Sabtu, 30 April 2016

Contoh Teks Fabel

                                           “Kisah Kambing dan Buaya”

           Pada zaman dahulu, di suatu padang rumput yang hijau dan subur, hiduplah enam ekor kambing yang masing-masing mempunyai nama dan sifat yang berbeda. Kambing-kambing itu bernama Bejo yang memiliki sifat periang, gagah, dan pemberani, Tao yang memiliki sifat gagap dalam berbicara, Kai yang memiliki sifat rakus, Suho yang memiliki sifat baik hati , Luhan yang memiliki sifat dermawan, serta Sehun yang suka menasehati orang. Para kambing tersebut di pimpin oleh seorang pemimpin yaitu Bejo. Bejo di pilih menjadi pemimpin karena Bejo memiliki sifat pemberani, serta gagah perkasa yang bisa menjaga anggotanya. Disamping padang rumput tersebut, terdapat sebuah sungai yang dihuni oleh enam ekor buaya. Buaya-buaya tersebut juga memiliki nama dan sifat yang berbeda, yaitu Kartonom yang memiliki sifat bodoh, Kartotuyeng yang memiliki sifat   sombong, Markonah yang memiliki sifat gemar menyanyi , Kardusi yang memiliki sifat cerdik ,Kartowol yang memiliki sifat tidak penyabar , Karbintul yang memiliki sifat rakus dan sombong. Kartotuyeng adalah pemimpin dari keenam buaya tersebut.
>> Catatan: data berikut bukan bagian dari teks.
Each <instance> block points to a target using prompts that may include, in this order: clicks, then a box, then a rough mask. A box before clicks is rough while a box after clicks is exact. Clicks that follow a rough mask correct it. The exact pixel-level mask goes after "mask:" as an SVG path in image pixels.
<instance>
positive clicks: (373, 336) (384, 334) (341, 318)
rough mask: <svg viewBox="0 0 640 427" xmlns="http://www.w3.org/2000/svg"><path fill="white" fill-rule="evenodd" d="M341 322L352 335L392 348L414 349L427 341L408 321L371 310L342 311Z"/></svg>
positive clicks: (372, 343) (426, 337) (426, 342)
Cerita di mulai saat Kai sedang makan rumput, tiba-tiba Kai tersedak, "Uhuk uhuk uhuk". Bejopun menyuruh Suho untuk mengambil air di sungai, "Suho, bergegaslah untuk mengambil air di sungai untuk Kai".
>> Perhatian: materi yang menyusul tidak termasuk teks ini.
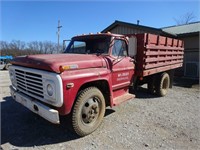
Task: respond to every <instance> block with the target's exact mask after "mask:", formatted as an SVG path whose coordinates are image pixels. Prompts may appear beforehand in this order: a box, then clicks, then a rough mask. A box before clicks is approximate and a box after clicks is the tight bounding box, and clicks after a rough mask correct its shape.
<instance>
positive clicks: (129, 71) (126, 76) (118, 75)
mask: <svg viewBox="0 0 200 150" xmlns="http://www.w3.org/2000/svg"><path fill="white" fill-rule="evenodd" d="M127 52H128V47H127V44H126V41H125V40H122V39H114V41H113V46H112V54H111V55H112V57H111V59H112V60H111V61H112V69H111V71H112V88H113V90H117V89H121V88H124V87H127V86H129V85H130V83H131V80H132V77H133V73H134V68H135V67H134V63H133V59H132V58H131V57H128V55H127Z"/></svg>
            Sesampainya di sungai, Suhopun mengambil air, tiba-tiba munculah enam ekor buaya di permukaan sungai yang akan menyerang Suho. Si buaya Kartotuyengpun berkata, "Siapapun yang datang ke sungai ini, akan aku makan". Karbintul berkata, "Santapan lezat". Suhopun melihat keenam buaya tersebut dengan amat ketakutan. Saat sekawanan buaya menyerang Suho, Suhopun bergegas untuk kembali ke padang rumput. Suhopun langsung memberikan air yang dibawanya kepada Kai. Air tersebutpun langsung di minum oleh Kai. Segerombolan kambing tersebut kelaparan, sampai-sampai Bejo berkata, "Jangan sampai badanku yang besar dan gagah ini kurus". Akhirnya, segerombolan kambing tersebut melihat rumput yang subur dan segar. Merekapun ingin menuju ke sana dengan menyeberangi sungai, tetapi di dalam sungai tersebut ada sekawanan buaya. Merekapun berencana untuk menyeberang sungai dengan cara bekerja sama. Satu demi satu kambing menyeberangi sungai untuk memancing perhatian buaya. "Lihat, disana ada santapan lezat, ayo cepat kita kesana", ujar si buaya Kartotuyeng. Kartonompun melihat seekor kambing menyeberangi sungai, Kartonompun memberi tau kepada kawan-kawannya, "Lihat...di sana ada kambing yang menyeberang". Kartotuyengpun berkata kepada Kartonom , "Janganlah kambing yang itu, itu kambingnya kurus, sia-sia jika kita memakannya". Satu demi satu kambing menyeberangi sungai yang membuat buaya-buaya tersebut kebingungan.
           Saat semua kambing akan sampai di padang rumput yang mereka incar, semua kambingpun senang dapat menyeberangi sungai dengan aman. Akhirnya, sekawanan buaya tersebut saling menyalahkan satu sama lain atas tindakan kambing. "Ini salah kalian semua, jika kalian mematuhi perintahku, kita sudah dapat seekor kambing yang besar", ujar Kartotuyeng.
Kartonompun berkata, "Ini semua salah Markonah".
Kardusipun berkata, "Ini semua salah Kartonom, jika Kartonom tidak begitu, kita akan mendapatkan kambing-kambing itu". Merekapun saling menyalahkan satu sama lain.

            Akhirnya segerombolan kambing tersebut berhasil menyeberangi sungai karena dengan bekerja sama satu sama lain. Dan akhirya, kambing-kambing itupun selamat dari serangan sekawanan buaya.